Gunn, Bohemians and Cole

I’ve read a few books this month without the time to reflect on them here, so some disconnected thoughts on what I’ve read lately.

During a Twitter conversation in which I confessed to abandoning Gunn’s latest novel The Big Music, Michelle persuaded me to read Kirsty Gunn’s Rain. There is a calm beauty in Rain that almost seemed excessive to the demands of the story. I read it twice, taking pleasure in the subtle details: the tension between childhood and adulthood, the elegiac characterisation. Early in her narrative Gunn writes, “… but already the air was touched by the promise of our destination.” The brief novel is filled with these lyric images that disrupt the apparent simplicity of the narrative. Though I was moved by the beauty of the writing, I was detached from the story itself, and somewhat indifferent at the end of a second reading.

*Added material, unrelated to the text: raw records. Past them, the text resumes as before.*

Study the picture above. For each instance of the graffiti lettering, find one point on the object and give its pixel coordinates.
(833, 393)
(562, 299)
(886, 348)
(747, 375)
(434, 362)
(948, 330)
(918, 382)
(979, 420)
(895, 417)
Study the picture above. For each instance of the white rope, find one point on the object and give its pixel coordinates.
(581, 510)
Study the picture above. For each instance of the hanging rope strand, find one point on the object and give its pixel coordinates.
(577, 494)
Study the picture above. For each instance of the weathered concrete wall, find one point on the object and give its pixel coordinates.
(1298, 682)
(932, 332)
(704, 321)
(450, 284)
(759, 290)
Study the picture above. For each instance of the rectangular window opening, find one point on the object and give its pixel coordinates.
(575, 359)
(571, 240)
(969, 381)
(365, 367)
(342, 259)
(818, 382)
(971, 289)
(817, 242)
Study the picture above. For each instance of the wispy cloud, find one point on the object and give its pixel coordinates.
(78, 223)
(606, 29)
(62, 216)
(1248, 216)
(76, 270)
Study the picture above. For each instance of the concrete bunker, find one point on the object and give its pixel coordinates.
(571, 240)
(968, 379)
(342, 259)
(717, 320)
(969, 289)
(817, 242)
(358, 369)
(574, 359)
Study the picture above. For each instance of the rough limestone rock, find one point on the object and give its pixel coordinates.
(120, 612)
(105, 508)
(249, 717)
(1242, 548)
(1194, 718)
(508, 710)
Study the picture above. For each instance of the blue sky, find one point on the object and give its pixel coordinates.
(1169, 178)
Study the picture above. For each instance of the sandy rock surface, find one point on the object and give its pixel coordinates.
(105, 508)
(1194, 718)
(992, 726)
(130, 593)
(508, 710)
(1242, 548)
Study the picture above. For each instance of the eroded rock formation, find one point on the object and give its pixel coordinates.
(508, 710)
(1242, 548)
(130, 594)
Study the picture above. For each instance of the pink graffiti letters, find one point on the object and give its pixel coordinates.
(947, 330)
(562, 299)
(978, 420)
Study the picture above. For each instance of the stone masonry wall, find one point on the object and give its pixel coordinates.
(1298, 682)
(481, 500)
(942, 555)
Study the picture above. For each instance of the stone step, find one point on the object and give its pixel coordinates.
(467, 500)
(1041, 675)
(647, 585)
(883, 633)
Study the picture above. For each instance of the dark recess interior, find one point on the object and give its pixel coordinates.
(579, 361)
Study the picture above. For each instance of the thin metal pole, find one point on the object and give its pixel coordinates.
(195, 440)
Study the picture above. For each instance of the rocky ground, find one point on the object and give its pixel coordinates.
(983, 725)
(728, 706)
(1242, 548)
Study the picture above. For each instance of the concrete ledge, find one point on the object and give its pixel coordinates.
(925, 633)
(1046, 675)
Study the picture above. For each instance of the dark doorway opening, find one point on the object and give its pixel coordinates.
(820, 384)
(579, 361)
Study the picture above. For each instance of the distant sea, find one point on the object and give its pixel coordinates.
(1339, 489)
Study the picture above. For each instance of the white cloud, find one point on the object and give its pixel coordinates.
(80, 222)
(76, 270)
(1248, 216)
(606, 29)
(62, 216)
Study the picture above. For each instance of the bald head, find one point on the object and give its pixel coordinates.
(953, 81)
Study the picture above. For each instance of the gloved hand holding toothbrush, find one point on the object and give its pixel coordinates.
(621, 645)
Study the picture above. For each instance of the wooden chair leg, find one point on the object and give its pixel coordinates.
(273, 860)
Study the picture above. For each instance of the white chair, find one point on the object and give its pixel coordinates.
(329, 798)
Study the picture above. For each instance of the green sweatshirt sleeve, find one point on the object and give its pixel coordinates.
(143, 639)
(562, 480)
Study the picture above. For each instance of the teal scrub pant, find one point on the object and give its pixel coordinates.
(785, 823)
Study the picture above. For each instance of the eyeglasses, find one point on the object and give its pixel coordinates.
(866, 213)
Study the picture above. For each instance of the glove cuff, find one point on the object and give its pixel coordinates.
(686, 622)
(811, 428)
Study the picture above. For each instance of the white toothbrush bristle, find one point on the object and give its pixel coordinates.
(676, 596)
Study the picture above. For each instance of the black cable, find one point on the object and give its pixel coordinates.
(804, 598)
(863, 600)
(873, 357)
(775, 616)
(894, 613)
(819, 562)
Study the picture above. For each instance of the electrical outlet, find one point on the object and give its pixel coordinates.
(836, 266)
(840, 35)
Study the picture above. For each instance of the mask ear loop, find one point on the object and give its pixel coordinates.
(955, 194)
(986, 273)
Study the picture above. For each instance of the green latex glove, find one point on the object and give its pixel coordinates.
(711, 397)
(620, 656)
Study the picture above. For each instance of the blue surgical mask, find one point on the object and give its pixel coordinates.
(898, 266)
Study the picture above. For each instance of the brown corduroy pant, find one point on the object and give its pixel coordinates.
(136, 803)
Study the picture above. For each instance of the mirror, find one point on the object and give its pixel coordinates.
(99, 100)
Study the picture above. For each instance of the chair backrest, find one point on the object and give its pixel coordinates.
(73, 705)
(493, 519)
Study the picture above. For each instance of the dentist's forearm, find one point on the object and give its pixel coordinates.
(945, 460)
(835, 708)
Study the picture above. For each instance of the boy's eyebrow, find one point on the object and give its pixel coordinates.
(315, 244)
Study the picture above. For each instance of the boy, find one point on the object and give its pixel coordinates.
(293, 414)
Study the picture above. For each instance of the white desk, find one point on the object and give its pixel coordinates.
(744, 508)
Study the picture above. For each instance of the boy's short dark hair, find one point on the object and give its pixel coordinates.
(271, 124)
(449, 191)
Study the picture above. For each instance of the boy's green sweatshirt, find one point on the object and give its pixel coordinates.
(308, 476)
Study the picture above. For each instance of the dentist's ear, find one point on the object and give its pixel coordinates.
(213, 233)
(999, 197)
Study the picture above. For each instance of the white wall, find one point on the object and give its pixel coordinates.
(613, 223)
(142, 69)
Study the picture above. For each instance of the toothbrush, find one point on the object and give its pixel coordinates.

An urge drew me to read Henrietta Moraes’ autobiography Henrietta. Moraes was the epitomic upper class Bohemian of London’s 1950s and 1960s, seduced by Lucian Freud, painted by Bacon at least two dozen times. When Moraes died in 1999, her son, barely mentioned in the autobiography, considered scattering her ashes around the pubs where she spent a large part of her dissipated life. Terribly written but moving nevertheless, Henrietta is part of a longer term project to read around Soho and London of the years before the-excuse the cliché-swinging sixties.

As soon as Teju Cole’s Every Day is for the Thief arrived, I set aside other reading to spend time with the book that came before Cole’s staggeringly good Open CityJames Wood’s review of Open City called it a “novel as close to a diary as a novel can get, with room for reflection, autobiography, stasis, and repetition.” Every Day is for the Thief is in similar vein, and reads as the warm-up work to Open City, lacking some of its punch, but beautifully evocative of the rhythms of daily life in Lagos. The lightness of tone masks the intensity and seriousness of the narrator’s frustration with his return to Lagos after a long absence from the city.

2 thoughts on “Gunn, Bohemians and Cole

  1. I hadn’t realised Teju Cole had a second out. I should prioritise his first.

    What made you abandon The Big Music? I have it and it’s one I’m very much looking forward to, though I’ve no idea when I’ll get to it.

  2. Teju Cole’s book is very worthwhile, still thinking about it many days later. Slight only in page count.

    Something of the language worked against my reading of The Big Music; it felt too worked, too precious. I don’t like to see the brush strokes. There is a small element of that in Rain, but it came together better in a shorter piece. I couldn’t face so many pages of it in the bigger book.